本示例实现由Alexey Dosovitskiy等人提出的视觉变换器(ViT)模型用于图像分类,并在CIFAR-100数据集上进行了演示。ViT模型将自注意力的变换器架构应用于图像补丁的序列,而不使用卷积层。


设置

import os

os.environ["KERAS_BACKEND"] = "jax"  # @param ["tensorflow", "jax", "torch"]

import keras
from keras import layers
from keras import ops

import numpy as np
import matplotlib.pyplot as plt

准备数据

num_classes = 100
input_shape = (32, 32, 3)

(x_train, y_train), (x_test, y_test) = keras.datasets.cifar100.load_data()

print(f"x_train shape: {x_train.shape} - y_train shape: {y_train.shape}")
print(f"x_test shape: {x_test.shape} - y_test shape: {y_test.shape}")
x_train shape: (50000, 32, 32, 3) - y_train shape: (50000, 1)
x_test shape: (10000, 32, 32, 3) - y_test shape: (10000, 1)

配置超参数

learning_rate = 0.001
weight_decay = 0.0001
batch_size = 256
num_epochs = 10  # 实际训练时,使用 num_epochs=100。10 是测试值
image_size = 72  # 我们将输入图像调整为此大小
patch_size = 6  # 从输入图像中提取补丁的大小
num_patches = (image_size // patch_size) ** 2
projection_dim = 64
num_heads = 4
transformer_units = [
    projection_dim * 2,
    projection_dim,
]  # 变换器层的大小
transformer_layers = 8
mlp_head_units = [
    2048,
    1024,
]  # 最终分类器的稠密层大小

使用数据增强

data_augmentation = keras.Sequential(
    [
        layers.Normalization(),
        layers.Resizing(image_size, image_size),
        layers.RandomFlip("horizontal"),
        layers.RandomRotation(factor=0.02),
        layers.RandomZoom(height_factor=0.2, width_factor=0.2),
    ],
    name="data_augmentation",
)
# 计算训练数据的均值和方差以进行归一化。
data_augmentation.layers[0].adapt(x_train)

实现多层感知器(MLP)

def mlp(x, hidden_units, dropout_rate):
    for units in hidden_units:
        x = layers.Dense(units, activation=keras.activations.gelu)(x)
        x = layers.Dropout(dropout_rate)(x)
    return x

实现作为层的补丁创建

class Patches(layers.Layer):
    def __init__(self, patch_size):
        super().__init__()
        self.patch_size = patch_size

    def call(self, images):
        input_shape = ops.shape(images)
        batch_size = input_shape[0]
        height = input_shape[1]
        width = input_shape[2]
        channels = input_shape[3]
        num_patches_h = height // self.patch_size
        num_patches_w = width // self.patch_size
        patches = keras.ops.image.extract_patches(images, size=self.patch_size)
        patches = ops.reshape(
            patches,
            (
                batch_size,
                num_patches_h * num_patches_w,
                self.patch_size * self.patch_size * channels,
            ),
        )
        return patches

    def get_config(self):
        config = super().get_config()
        config.update({"patch_size": self.patch_size})
        return config

让我们为一张样本图像显示补丁 plt.figure(figsize=(4, 4)) image = x_train[np.random.choice(range(x_train.shape[0]))] plt.imshow(image.astype("uint8")) plt.axis("off")

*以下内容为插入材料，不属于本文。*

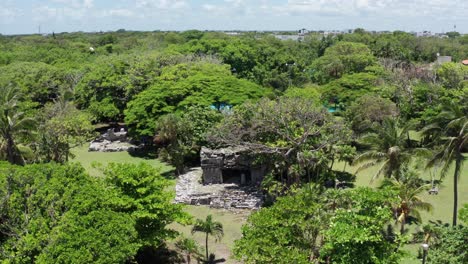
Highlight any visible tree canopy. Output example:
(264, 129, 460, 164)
(234, 187, 402, 264)
(125, 62, 270, 136)
(0, 162, 187, 263)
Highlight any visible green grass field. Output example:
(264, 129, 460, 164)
(71, 144, 173, 177)
(169, 206, 249, 264)
(335, 159, 468, 225)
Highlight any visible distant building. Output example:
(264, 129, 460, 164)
(224, 31, 241, 36)
(434, 33, 449, 38)
(273, 35, 302, 41)
(436, 56, 452, 64)
(416, 31, 433, 37)
(298, 28, 309, 36)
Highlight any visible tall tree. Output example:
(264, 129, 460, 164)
(191, 215, 224, 260)
(234, 187, 402, 264)
(0, 84, 35, 165)
(154, 106, 223, 174)
(103, 163, 189, 245)
(345, 95, 399, 135)
(354, 118, 424, 182)
(0, 163, 140, 263)
(125, 62, 269, 137)
(208, 97, 351, 186)
(426, 225, 468, 264)
(310, 41, 377, 84)
(380, 168, 432, 233)
(175, 237, 203, 264)
(37, 89, 95, 163)
(424, 100, 467, 226)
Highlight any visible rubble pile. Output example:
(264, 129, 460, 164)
(175, 167, 263, 210)
(89, 128, 141, 152)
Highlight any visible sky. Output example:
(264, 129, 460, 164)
(0, 0, 467, 35)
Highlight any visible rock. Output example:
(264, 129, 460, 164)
(174, 167, 264, 210)
(88, 127, 142, 152)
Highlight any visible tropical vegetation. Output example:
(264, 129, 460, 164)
(0, 29, 466, 263)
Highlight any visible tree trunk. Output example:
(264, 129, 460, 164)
(400, 217, 405, 234)
(205, 232, 209, 261)
(65, 143, 70, 162)
(329, 157, 335, 171)
(6, 135, 23, 165)
(6, 135, 15, 164)
(406, 131, 411, 148)
(453, 153, 461, 226)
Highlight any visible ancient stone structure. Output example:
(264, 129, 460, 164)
(175, 167, 263, 210)
(89, 128, 141, 152)
(174, 146, 268, 210)
(200, 146, 267, 186)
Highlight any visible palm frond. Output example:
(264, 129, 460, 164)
(371, 160, 390, 182)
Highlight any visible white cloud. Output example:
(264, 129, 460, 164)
(32, 0, 96, 23)
(270, 0, 468, 17)
(202, 4, 218, 12)
(0, 7, 20, 24)
(135, 0, 188, 10)
(104, 9, 136, 18)
(0, 0, 21, 24)
(33, 6, 87, 22)
(50, 0, 94, 9)
(201, 0, 253, 16)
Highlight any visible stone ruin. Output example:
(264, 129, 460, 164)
(175, 167, 264, 210)
(174, 146, 268, 210)
(200, 146, 267, 186)
(89, 127, 141, 152)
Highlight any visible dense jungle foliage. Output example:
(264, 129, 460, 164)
(0, 29, 467, 263)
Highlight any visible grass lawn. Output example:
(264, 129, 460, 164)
(71, 144, 173, 177)
(335, 159, 468, 224)
(336, 158, 468, 264)
(169, 206, 249, 264)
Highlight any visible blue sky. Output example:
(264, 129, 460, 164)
(1, 0, 467, 35)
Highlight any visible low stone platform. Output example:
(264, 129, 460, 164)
(175, 167, 263, 210)
(89, 140, 138, 152)
(89, 127, 141, 152)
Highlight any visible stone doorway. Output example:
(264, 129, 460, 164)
(222, 169, 251, 185)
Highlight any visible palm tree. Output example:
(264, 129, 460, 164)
(423, 101, 467, 226)
(354, 118, 425, 182)
(381, 168, 433, 233)
(191, 215, 224, 261)
(0, 84, 35, 165)
(175, 237, 202, 264)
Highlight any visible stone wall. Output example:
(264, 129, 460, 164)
(200, 146, 267, 185)
(202, 167, 223, 184)
(175, 167, 263, 210)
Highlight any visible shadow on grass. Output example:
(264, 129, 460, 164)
(134, 244, 184, 264)
(161, 169, 177, 180)
(129, 147, 158, 160)
(202, 253, 226, 264)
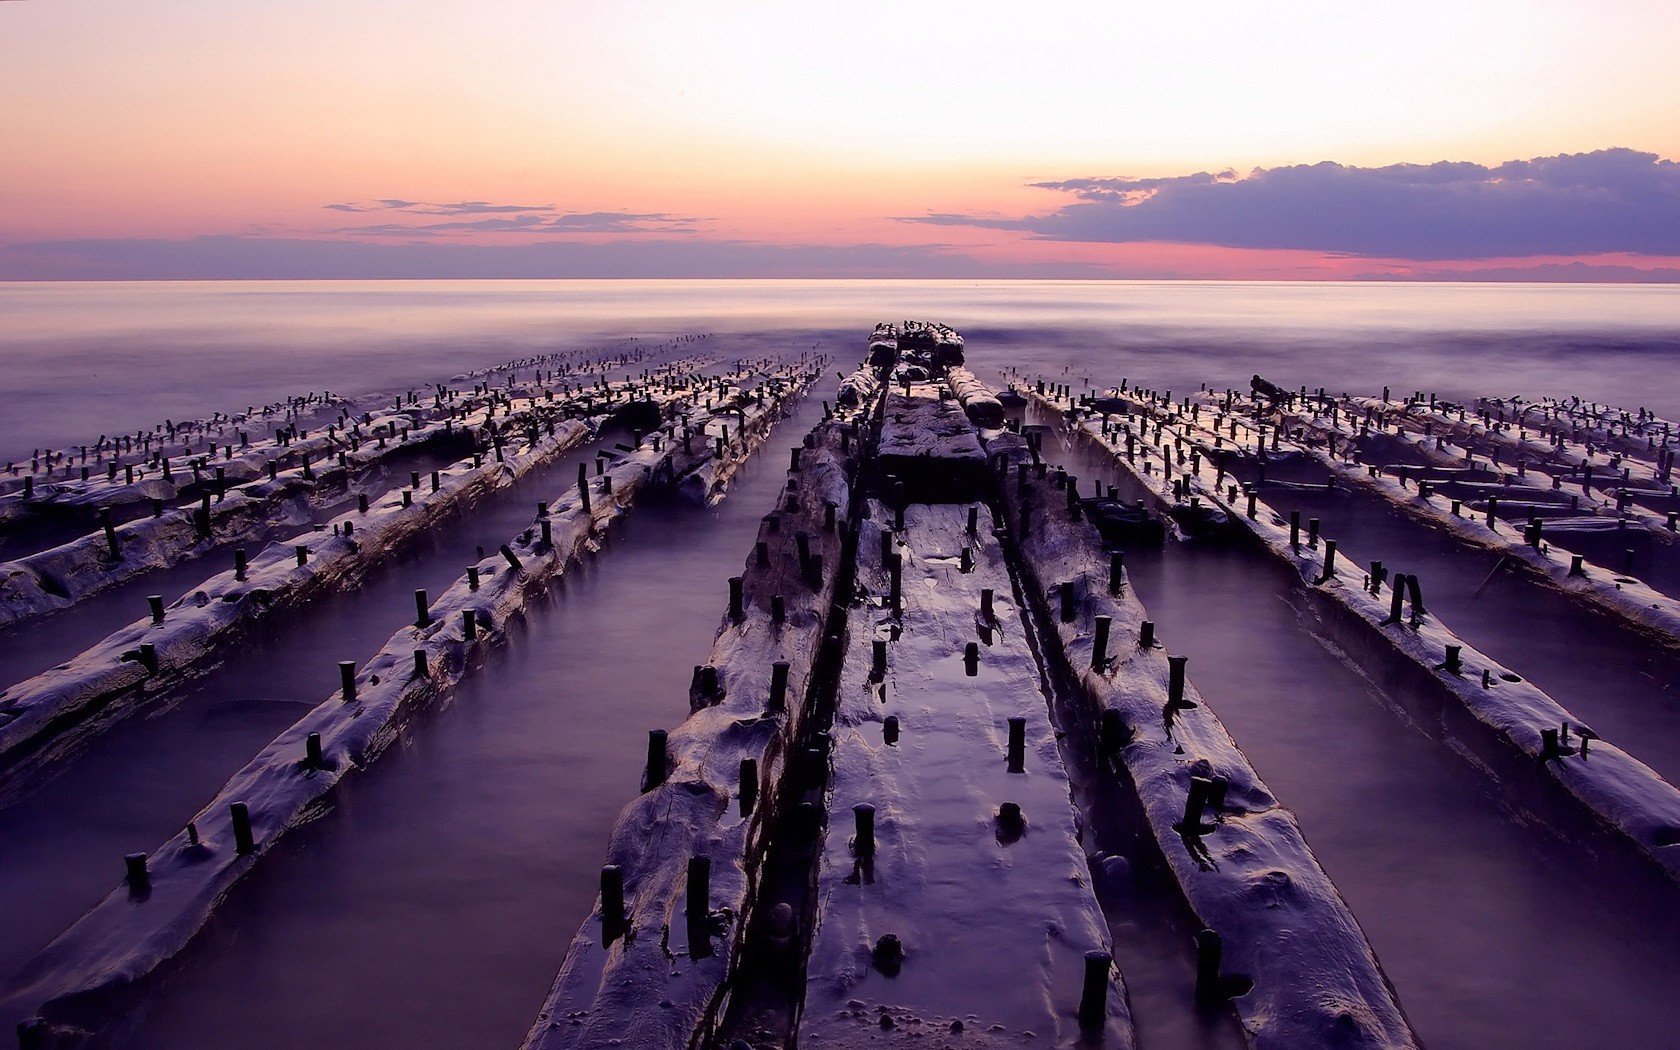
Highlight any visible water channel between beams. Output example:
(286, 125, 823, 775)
(0, 443, 469, 688)
(1258, 459, 1680, 787)
(0, 431, 618, 1008)
(106, 394, 827, 1050)
(0, 355, 679, 689)
(1029, 408, 1680, 1050)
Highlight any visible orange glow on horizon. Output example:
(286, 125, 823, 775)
(4, 1, 1679, 279)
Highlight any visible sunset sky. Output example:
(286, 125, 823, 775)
(3, 0, 1679, 280)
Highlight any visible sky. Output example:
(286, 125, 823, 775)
(2, 0, 1679, 281)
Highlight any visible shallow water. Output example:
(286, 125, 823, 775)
(108, 395, 826, 1050)
(1035, 417, 1680, 1050)
(1271, 477, 1680, 786)
(4, 281, 1679, 460)
(1127, 541, 1680, 1050)
(0, 434, 618, 993)
(5, 281, 1680, 1047)
(0, 446, 470, 687)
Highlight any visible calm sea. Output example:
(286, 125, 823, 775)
(3, 279, 1678, 459)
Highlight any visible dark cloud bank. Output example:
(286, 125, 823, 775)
(911, 148, 1680, 262)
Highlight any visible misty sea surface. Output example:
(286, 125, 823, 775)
(3, 279, 1680, 460)
(5, 279, 1680, 1050)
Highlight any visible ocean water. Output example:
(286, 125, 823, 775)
(4, 279, 1680, 461)
(6, 279, 1680, 1049)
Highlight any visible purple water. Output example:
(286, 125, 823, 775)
(4, 281, 1678, 462)
(3, 280, 1680, 1048)
(107, 395, 827, 1049)
(1033, 417, 1680, 1049)
(0, 435, 617, 986)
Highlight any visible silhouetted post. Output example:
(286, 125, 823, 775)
(101, 508, 119, 559)
(1092, 615, 1111, 671)
(1078, 950, 1112, 1029)
(739, 757, 759, 814)
(124, 852, 149, 891)
(601, 865, 627, 941)
(1386, 574, 1407, 623)
(686, 856, 710, 920)
(1195, 930, 1224, 1001)
(645, 729, 668, 789)
(1167, 655, 1190, 709)
(853, 803, 876, 856)
(230, 802, 256, 854)
(1006, 716, 1026, 773)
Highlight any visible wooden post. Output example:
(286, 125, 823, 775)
(769, 661, 790, 711)
(739, 758, 759, 814)
(1078, 950, 1112, 1029)
(230, 802, 256, 855)
(686, 855, 711, 920)
(601, 865, 627, 942)
(853, 803, 876, 856)
(645, 729, 668, 790)
(1091, 615, 1111, 671)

resized_image = ops.image.resize( ops.convert_to_tensor([image]), size=(image_size, image_size) ) patches = Patches(patch_size)(resized_image) print(f"图像大小: {image_size} X {image_size}") print(f"补丁大小: {patch_size} X {patch_size}") print(f"每张图像的补丁数量: {patches.shape[1]}") print(f"每个补丁的元素数量: {patches.shape[-1]}")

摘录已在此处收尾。